CenturyLink and Level 3’s North American network outage possibly affected up to 3.5% of global web traffic. Agora’s SD-RTN™ is designed to ensure low impact from such outages. This article outlines the challenges and how Agora solves them.
Level 3 Network Outage
On August 30th 2020, CenturyLink, one of the largest telecommunications operators in the United States, suffered an outage in its Level 3 network due to Border Gateway Protocol (BGP) routing errors. The problem caused a chain reaction that paralyzed many services, including Twitter, Xbox Live, Garmin, Steam, Discord and Blizzard. According to statistics from Cloudflare, a US CDN provider, the problem ultimately caused a 3.5% drop in global web traffic.
CenturyLink stated that the reason for the outage was a problematic Flowspec announcement issued by the Mississauga data center. This announcement prevented BGP from establishing connections across the entire CenturyLink/Level 3 network. Flowspec is an extension of the BGP protocol that allows operators to quickly distribute firewall rules throughout their networks. It is often used to respond to security incidents, such as BGP hijacking or DDoS attacks, as they can perform updates across entire networks and mitigate attacks within seconds. However, an abnormal Flowspec announcement can cause BGP routing to fail, as it did in this recent case.
CenturyLink manages the world’s largest and most complex autonomous system (or AS). An AS refers to the entirety of all IP networks and routers under the jurisdiction of one or more entities. Together the world’s autonomous systems coordinate to manage the global internet’s routing strategy, and CenturyLink manages a huge number of routing tables as part of that strategy. Consequently, the problematic Flowspec announcement within their network resulted in widespread global network outages.
Due to the nature of the BGP protocol, it often takes several hours or more to gradually recover after the failure has spread. In this case, it took about 7 hours for CenturyLink to resume service. Network failures of this type are difficult to eliminate completely, and they are unpredictable.

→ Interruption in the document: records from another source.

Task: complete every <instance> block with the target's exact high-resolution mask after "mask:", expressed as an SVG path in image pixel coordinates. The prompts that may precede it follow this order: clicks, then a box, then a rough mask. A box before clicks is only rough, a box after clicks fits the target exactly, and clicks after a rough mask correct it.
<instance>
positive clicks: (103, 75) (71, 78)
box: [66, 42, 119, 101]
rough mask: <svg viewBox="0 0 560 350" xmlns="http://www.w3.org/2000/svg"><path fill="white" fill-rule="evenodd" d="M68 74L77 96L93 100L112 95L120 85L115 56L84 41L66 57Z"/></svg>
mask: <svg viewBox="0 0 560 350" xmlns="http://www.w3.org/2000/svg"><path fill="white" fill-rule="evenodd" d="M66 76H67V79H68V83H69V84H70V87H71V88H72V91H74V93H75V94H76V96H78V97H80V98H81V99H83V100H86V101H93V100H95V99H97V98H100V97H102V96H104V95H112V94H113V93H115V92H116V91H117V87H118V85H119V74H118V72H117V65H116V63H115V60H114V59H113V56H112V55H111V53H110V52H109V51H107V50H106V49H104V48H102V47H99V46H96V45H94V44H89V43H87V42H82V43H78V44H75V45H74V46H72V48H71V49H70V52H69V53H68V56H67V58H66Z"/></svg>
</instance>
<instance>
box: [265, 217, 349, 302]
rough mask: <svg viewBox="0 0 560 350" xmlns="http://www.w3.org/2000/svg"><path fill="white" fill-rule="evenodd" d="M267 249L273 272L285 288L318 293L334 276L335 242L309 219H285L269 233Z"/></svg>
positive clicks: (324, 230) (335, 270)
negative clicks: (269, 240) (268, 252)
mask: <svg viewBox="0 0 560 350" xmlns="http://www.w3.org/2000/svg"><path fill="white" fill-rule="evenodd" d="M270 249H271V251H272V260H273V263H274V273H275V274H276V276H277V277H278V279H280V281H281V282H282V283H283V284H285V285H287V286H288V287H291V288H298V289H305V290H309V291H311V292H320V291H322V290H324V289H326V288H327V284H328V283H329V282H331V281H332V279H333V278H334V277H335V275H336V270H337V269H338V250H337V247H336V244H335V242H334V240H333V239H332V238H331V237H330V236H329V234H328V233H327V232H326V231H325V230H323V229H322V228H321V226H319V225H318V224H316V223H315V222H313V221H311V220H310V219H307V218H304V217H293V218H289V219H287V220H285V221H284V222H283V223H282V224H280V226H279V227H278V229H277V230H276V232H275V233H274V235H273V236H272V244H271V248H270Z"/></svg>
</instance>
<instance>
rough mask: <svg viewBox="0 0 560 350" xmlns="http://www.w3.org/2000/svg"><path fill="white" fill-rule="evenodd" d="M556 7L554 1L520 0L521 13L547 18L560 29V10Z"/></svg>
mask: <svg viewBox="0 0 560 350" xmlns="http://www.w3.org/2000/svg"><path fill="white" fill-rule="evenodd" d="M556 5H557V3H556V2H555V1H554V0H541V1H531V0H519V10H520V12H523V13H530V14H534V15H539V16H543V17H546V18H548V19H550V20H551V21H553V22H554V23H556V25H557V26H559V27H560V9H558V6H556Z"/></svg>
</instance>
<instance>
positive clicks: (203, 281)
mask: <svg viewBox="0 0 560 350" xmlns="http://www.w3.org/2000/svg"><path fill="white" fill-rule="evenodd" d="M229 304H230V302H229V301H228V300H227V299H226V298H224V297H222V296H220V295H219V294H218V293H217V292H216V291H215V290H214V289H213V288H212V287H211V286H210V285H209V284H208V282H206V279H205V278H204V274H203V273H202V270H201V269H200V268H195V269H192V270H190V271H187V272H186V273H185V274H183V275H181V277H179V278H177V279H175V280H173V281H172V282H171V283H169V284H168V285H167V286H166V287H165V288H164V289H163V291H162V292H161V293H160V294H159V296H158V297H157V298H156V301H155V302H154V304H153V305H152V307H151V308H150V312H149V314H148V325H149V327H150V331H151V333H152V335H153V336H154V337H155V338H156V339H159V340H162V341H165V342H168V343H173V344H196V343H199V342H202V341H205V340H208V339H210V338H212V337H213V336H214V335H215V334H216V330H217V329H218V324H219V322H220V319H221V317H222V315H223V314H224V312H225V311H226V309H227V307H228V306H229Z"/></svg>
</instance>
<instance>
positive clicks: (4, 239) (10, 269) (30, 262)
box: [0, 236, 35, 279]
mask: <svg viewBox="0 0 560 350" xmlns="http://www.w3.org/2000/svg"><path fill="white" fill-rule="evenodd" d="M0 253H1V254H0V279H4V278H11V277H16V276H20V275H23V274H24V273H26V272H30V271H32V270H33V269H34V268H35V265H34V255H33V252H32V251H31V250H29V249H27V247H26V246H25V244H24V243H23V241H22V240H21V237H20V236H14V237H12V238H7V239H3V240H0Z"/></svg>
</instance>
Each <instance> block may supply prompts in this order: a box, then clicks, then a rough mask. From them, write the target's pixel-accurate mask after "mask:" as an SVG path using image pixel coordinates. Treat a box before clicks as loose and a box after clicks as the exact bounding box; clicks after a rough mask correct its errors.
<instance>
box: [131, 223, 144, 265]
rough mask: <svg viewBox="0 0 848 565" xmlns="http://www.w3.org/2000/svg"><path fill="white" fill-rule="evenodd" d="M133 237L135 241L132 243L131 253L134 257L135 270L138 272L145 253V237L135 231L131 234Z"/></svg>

Agora immediately detected the network abnormality in North America on Aug 30, and adopted automatic systematic responses such as automatic line switching and automatic disabling of impacted data centers to minimize potential impact to users of our customers, except for those who are only accessing the Internet through Level 3.
How Did We Do It?
The Agora SD-RTN™ has been designed to shield our services from network failures of this type. As part of our network design, a real-time dynamic allocation strategy is built into the Agora SDK. Once a network failure is detected, the user’s connection is allocated to available nodes and the user’s normal network experience is restored within seconds.
In addition to the real-time dynamic allocation strategy, Agora has implemented other strategies to defend against network failures, including multiple transmission and dynamic transmission strategies. When users access our SD-RTN™ virtual network, we automatically generate a transmission strategy for the entire network. Using this Level 3 network failure as an example, if there is traffic in the Agora SD-RTN™ network that passes through Level 3 nodes, our service automatically senses the faulty line, dynamically updates the transmission strategy, and automatically selects the optimal transmission link. The faulty route is seamlessly avoided.
With these strategies Agora can guarantee that most of our customers’ services will be available, even when the Level 3 network is temporarily unavailable.
At Agora, we understand that reliability is important to our customers, and that no technology can be 100% reliable. We are committed to continuing our investment in technology, people, and processes to provide our customers with the best possible service.